JProf. Dr. Panagiotis Kastritis

MLU Halle-Wittenberg
Inst. of Biochemistry & Biotechnology

Website

Modeling, understanding, and predicting >2 million Arabidopsis proteoforms in the post-genomic era

For the majority of the over 2 million non-synonymous single nucleotide polymorphisms (SNPs) found in the assembled Arabidopsis genomes of the 1001 Genomes Project, the effect on protein structure and function is unknown. The influence of the SNP-encoded single amino acid variations can be complex, including changes of protein expression, stability, transport, post-translational modification, molecular interaction, and other effects. In order to obtain a comprehensive overview of the landscape of single amino acid variations in Arabidopsis, our project performs proteome-wide bioinformatic analyses of SNP effects in all Arabidopsis proteins.

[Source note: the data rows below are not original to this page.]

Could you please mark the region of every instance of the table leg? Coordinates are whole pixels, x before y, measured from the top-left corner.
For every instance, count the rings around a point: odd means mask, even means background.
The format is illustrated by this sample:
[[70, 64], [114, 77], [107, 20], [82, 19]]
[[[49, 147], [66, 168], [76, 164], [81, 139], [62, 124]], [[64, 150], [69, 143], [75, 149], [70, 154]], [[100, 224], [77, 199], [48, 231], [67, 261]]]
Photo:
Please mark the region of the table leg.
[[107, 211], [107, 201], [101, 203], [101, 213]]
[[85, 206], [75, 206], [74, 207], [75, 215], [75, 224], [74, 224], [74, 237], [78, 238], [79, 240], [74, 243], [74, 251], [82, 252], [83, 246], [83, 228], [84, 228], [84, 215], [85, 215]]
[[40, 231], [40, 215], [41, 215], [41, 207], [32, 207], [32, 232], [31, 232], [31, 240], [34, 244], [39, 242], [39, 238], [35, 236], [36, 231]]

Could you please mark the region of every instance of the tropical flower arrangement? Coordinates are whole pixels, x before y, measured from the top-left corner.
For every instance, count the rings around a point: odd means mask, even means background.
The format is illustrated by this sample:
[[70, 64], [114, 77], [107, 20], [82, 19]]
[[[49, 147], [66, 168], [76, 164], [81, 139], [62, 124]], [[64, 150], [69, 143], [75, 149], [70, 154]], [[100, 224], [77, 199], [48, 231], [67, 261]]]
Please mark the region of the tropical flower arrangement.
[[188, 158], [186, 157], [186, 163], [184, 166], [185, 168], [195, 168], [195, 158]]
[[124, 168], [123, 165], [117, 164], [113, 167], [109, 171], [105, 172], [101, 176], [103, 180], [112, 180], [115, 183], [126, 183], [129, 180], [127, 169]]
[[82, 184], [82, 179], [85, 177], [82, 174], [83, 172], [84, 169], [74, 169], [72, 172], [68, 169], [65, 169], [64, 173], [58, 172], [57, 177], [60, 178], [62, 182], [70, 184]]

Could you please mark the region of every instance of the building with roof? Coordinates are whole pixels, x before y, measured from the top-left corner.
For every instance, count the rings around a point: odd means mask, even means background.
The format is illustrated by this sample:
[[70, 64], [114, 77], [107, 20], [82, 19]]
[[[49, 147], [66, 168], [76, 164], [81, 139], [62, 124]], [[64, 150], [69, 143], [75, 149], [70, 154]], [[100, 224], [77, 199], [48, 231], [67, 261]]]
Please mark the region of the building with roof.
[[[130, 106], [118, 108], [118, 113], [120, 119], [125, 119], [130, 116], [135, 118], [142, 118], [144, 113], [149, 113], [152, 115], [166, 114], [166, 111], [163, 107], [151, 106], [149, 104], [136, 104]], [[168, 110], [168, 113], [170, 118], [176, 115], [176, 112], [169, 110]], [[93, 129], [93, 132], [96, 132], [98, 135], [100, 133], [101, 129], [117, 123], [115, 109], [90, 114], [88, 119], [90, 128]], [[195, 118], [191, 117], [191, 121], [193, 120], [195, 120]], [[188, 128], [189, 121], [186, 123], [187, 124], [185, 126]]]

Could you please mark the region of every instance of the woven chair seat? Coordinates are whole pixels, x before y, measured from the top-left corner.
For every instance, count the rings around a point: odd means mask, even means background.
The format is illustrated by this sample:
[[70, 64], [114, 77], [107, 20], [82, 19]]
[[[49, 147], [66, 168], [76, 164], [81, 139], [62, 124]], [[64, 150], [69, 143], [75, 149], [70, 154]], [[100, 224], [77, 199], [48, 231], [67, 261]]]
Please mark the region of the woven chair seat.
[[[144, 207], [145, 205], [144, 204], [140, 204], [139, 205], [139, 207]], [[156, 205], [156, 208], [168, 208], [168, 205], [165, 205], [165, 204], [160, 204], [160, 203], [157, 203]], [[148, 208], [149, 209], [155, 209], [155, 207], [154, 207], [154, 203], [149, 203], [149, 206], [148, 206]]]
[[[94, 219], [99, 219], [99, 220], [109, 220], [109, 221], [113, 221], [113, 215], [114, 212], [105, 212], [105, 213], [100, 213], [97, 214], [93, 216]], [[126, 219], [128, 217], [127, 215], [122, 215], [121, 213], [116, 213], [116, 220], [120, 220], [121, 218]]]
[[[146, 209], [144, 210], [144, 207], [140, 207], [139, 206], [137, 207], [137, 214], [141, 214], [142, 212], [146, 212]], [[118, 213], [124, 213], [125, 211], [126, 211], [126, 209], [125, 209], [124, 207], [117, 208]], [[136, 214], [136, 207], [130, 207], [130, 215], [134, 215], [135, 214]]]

Structural modeling with AlphaFold and classical biophysics-based approaches reveals the 3D distribution and energetic impact of amino acid variations in Arabidopsis proteins and protein complexes. In silico deep mutational profiling with artificial intelligence methods allows the identification of regions with high evolutionary constraint and functional importance. Furthermore, our project develops bioinformatics tools for protein variant 3D visualization and effect prediction, which are implemented in the SNPstar database, providing a user-friendly interface to explore the repertoire of SNPs in Arabidopsis.